Lucknow, Oct 21 (IANS) The King George’s Medical University (KGMU) in Lucknow will soon introduce technology to make blood transfusion safer by eliminating harmful viruses and bacteria that escape in the present screening method.

Prof Tulika Chandra, head of the department of transfusion medicine at KGMU said, “We are the first in Asia to introduce pathogen reduction technology (PRT) being used in the US, the UK and Europe. This, apart from making blood safe for transfusion among patients, will also help reduce rejection rate among organ transplant patients.”

The PRT is capable of identifying and eliminating viruses and bacteria in general. Usually, screening with the present technology is done for HIV, Hepatitis B and C, Malaria, Syphilis while blood has other viruses, including dengue and chikungunya, and harmful bacteria that are not screened before transfusion to a patient.

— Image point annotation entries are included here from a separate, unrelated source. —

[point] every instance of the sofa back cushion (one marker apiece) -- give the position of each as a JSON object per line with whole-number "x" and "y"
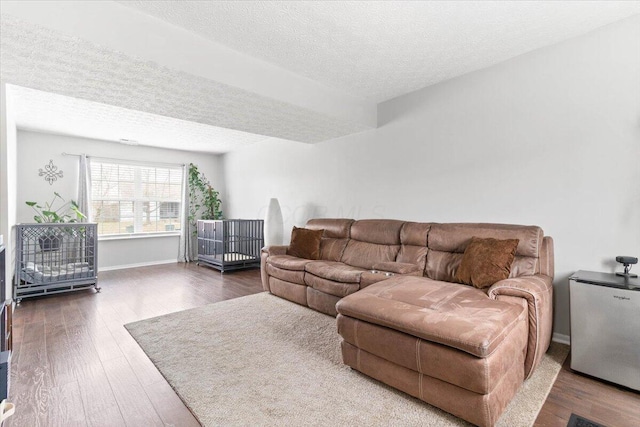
{"x": 413, "y": 243}
{"x": 372, "y": 241}
{"x": 447, "y": 243}
{"x": 335, "y": 237}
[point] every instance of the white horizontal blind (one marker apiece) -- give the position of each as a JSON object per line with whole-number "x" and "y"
{"x": 129, "y": 198}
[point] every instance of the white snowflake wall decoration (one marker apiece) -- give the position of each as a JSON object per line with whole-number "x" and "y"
{"x": 50, "y": 172}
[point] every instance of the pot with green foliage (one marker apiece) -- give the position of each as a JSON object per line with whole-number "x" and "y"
{"x": 57, "y": 210}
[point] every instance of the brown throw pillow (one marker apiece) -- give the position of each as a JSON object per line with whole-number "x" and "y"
{"x": 305, "y": 243}
{"x": 486, "y": 261}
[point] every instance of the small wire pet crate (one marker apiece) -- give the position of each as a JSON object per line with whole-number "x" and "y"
{"x": 230, "y": 244}
{"x": 55, "y": 258}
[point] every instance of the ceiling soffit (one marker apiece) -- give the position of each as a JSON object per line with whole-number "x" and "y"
{"x": 43, "y": 59}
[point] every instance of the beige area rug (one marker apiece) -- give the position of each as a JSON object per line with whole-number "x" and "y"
{"x": 261, "y": 360}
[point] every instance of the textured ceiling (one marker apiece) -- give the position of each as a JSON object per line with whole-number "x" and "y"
{"x": 47, "y": 112}
{"x": 379, "y": 50}
{"x": 39, "y": 58}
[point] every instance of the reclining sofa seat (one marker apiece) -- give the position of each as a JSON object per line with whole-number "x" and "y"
{"x": 463, "y": 349}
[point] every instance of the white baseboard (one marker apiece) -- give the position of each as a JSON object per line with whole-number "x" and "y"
{"x": 139, "y": 264}
{"x": 561, "y": 338}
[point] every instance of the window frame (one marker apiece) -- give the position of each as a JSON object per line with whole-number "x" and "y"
{"x": 138, "y": 199}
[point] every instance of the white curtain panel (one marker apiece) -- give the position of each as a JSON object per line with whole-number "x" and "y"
{"x": 186, "y": 252}
{"x": 84, "y": 186}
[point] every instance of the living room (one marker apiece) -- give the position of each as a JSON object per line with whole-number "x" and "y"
{"x": 515, "y": 124}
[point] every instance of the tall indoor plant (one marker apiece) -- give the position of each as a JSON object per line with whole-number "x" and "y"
{"x": 204, "y": 200}
{"x": 58, "y": 210}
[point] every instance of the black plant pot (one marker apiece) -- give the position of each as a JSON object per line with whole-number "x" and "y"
{"x": 49, "y": 242}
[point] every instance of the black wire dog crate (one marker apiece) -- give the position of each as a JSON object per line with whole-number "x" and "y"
{"x": 55, "y": 258}
{"x": 230, "y": 244}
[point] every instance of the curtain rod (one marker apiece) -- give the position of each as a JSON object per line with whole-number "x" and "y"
{"x": 127, "y": 161}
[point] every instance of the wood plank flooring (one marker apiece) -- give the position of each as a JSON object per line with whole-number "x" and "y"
{"x": 74, "y": 364}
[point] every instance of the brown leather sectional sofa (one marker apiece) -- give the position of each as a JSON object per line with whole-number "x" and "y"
{"x": 406, "y": 322}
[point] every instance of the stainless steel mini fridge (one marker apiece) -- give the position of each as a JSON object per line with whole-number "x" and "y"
{"x": 605, "y": 327}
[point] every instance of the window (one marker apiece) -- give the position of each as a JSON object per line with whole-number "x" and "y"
{"x": 129, "y": 198}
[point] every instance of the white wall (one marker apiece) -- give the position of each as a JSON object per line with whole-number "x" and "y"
{"x": 36, "y": 149}
{"x": 550, "y": 138}
{"x": 8, "y": 174}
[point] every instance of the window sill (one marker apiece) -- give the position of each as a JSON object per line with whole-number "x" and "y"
{"x": 138, "y": 236}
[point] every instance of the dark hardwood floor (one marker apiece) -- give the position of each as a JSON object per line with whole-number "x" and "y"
{"x": 74, "y": 364}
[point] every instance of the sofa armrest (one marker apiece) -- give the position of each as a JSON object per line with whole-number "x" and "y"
{"x": 537, "y": 291}
{"x": 266, "y": 252}
{"x": 397, "y": 267}
{"x": 275, "y": 250}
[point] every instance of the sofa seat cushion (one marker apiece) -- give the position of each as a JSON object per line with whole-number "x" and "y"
{"x": 477, "y": 374}
{"x": 451, "y": 314}
{"x": 292, "y": 276}
{"x": 288, "y": 262}
{"x": 335, "y": 271}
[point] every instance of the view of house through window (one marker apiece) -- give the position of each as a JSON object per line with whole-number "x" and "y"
{"x": 129, "y": 198}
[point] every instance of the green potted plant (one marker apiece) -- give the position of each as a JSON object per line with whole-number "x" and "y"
{"x": 57, "y": 210}
{"x": 204, "y": 200}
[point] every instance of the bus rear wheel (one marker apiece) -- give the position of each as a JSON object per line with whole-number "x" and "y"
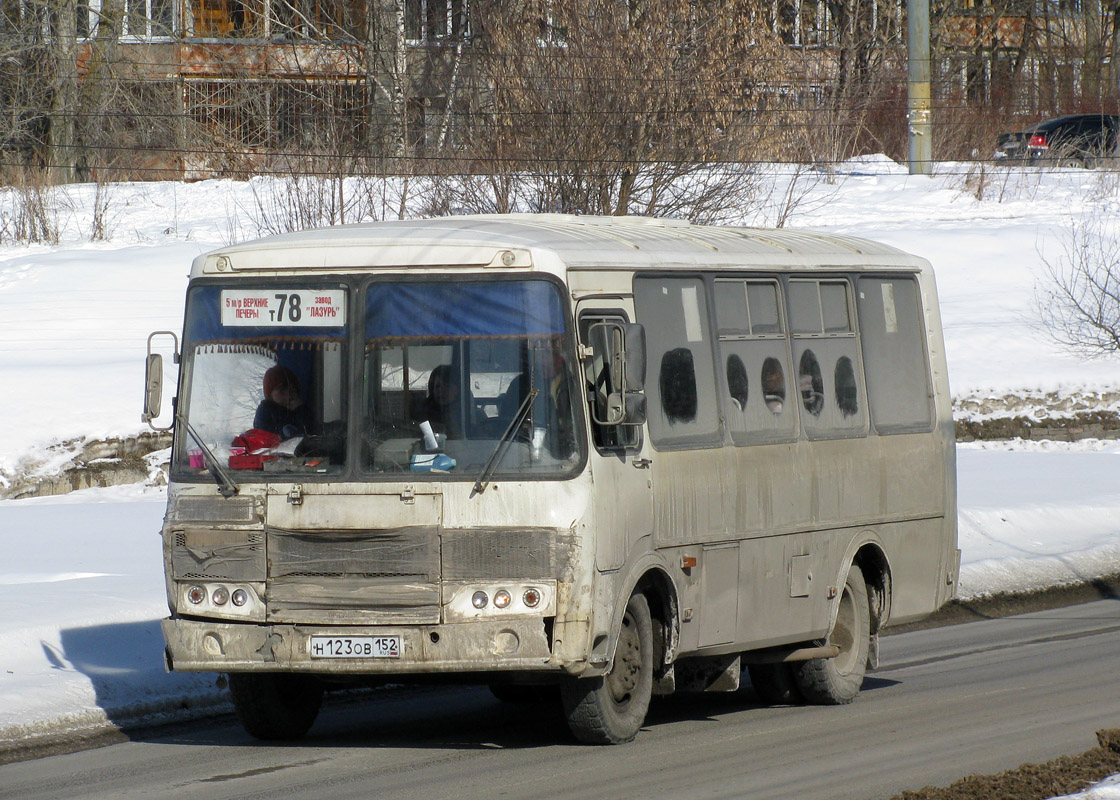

She explained, “Platelet and plasma, the two blood components, are a reservoir of virus and bacteria and this technology PRT is capable of eliminating infection from it. Also, it can eliminate WBC (white blood cells) from platelets, which are present in traces despite component separation. This will also contribute to reducing the rejection rate among transplant patients.”

Platelet is stored at a temperature between 20 degrees Celsius and 24 degrees Celsius which is the ideal range for bacterial growth. “PRT has a success rate of 99 per cent,” said Chandra.

Prof Chandra said that many patients need frequent blood transfusion, including those suffering from thalassaemia or other blood disorders. Such patients go for blood transfusion and the blood units are screened just for HIV, Hepatitis (B and C), malaria and syphilis but they may get infected with dengue or chikungunya or any other infection repeatedly.

“Those going for blood transfusion once or twice are at less risk but those who need blood transfusion frequently are at greater risk which can be reduced considerably by the PRT,” she said.

She said once PRT is started, this technology will first be used for transplant patients. The second preference will be given to patients in need of frequent blood transfusion.